Le visionnaire palladien de la Russie impériale
Giacomo Antonio Domenico Quarenghi s'impose comme une figure singulière dans les annales de l'architecture européenne, reconnu universellement comme « le dernier des grands architectes d'Italie » et sans doute le plus éminent praticien du style néoclassique de son époque. Il a façonné de manière indélébile le paysage urbain de Saint-Pétersbourg et a ancré la réputation de la Russie dans une grandeur monumentale sous Catherine II — un héritage qui continue d'inspirer la recherche architecturale aujourd'hui. Né à Rota d'Imagna, près de Bergame, Quarenghi descendait d'une famille aristocratique dont les racines remontent à plusieurs siècles. Bien qu'initialement destiné à des études juridiques ou ecclésiastiques, ses inclinations artistiques prirent le dessus grâce à l'encouragement de ses parents et à un apprentissage formateur auprès de Giuseppe Reggi, lui-même élève d'Antonio Canaletto.
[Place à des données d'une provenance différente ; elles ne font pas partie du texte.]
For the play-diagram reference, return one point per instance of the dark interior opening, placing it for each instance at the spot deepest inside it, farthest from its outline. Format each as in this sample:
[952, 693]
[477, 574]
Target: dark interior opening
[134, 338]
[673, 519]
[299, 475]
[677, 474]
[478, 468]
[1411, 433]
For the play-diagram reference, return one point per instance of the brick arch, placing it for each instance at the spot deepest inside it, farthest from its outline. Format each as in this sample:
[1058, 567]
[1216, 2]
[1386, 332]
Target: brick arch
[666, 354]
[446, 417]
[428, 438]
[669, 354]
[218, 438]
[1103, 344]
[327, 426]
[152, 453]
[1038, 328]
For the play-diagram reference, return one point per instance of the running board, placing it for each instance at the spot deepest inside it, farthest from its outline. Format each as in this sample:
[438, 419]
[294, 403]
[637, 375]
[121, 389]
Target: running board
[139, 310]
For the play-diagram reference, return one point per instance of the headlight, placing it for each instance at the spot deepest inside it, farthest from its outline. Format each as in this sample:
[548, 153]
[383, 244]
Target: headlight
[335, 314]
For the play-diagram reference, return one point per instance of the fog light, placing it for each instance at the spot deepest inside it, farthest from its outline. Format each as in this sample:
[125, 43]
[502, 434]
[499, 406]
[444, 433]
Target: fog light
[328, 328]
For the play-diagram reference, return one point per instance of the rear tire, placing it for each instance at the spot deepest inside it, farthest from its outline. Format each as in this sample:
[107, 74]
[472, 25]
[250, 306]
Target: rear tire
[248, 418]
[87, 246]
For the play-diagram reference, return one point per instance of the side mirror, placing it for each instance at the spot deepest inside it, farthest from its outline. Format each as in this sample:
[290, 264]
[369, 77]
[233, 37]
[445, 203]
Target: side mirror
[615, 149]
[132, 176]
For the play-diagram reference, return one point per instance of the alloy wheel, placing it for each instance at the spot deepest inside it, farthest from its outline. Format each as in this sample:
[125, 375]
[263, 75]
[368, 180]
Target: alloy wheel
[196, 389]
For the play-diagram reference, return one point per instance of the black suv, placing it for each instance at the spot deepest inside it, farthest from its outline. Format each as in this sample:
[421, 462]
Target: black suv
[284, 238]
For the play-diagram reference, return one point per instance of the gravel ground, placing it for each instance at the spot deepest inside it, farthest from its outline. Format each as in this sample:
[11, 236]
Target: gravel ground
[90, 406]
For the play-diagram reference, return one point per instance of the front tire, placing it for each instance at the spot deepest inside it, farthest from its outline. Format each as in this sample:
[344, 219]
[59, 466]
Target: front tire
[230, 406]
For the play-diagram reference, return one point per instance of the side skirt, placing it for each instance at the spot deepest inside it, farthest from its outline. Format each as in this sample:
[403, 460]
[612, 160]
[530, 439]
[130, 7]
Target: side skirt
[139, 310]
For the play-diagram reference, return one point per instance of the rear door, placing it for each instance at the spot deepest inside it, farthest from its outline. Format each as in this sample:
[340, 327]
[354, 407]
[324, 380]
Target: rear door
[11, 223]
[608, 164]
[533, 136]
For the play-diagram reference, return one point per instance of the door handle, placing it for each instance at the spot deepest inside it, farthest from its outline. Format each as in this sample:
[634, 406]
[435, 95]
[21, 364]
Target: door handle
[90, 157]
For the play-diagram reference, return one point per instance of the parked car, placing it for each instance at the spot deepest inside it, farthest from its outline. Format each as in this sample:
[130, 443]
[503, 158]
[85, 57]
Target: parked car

Cette première exposition lui a inculqué une profonde appréciation du disegno — l'art du dessin — qui deviendrait un outil indispensable tout au long de sa carrière prolifique.
Le moment charnière de la vie de Quarenghi survint en 1763 lorsqu'il voyagea à Rome, une ville vibrant d'effervescence intellectuelle et de renouveau des idéaux classiques. En intégrant l'atelier d'Anton Raphael Mengs, il perfectionna ses compétences en peinture aux côtés d'autres artistes aspirants avant de s'orienter vers les études architecturales sous la direction de Paolo Posí. Cependant, ce fut la rencontre fortuite avec le Quattro Libri d'Architettura d'Andrea Palladio qui altéra irrévoquablement sa trajectoire. Ce lien profond avec les principes palladiens allait plus tard définir son approche de la structure et de la symétrie, lui permettant de traduire le langage antique de Rome dans le paysage impérial bourgeonnant de l'Orient.
Un grand voyage vers l'Empire russe
Le cours de l'histoire de l'architecture fut transformé à jamais en 1779, lorsque le baron Friedrich Grimm obtint pour Quarenghi une invitation en Russie par l'impératrice Catherine II. Cette transition des paysages ensoleillés d'Italie vers la grandeur glacée de Saint-Pétersbourg marqua le début d'un âge d'or pour le néoclassicisme russe. Nommé « Grand Architecte de toutes les Russies », Quarenghi apporta avec lui un sens raffiné des proportions et une capacité à commander l'espace par l'élégance plutôt que par le simple excès. Son arrivée coïncida avec une période d'expansion impériale intense, où l'architecture servait d'outil vital pour projeter la puissance, la stabilité et la sophistication culturelle.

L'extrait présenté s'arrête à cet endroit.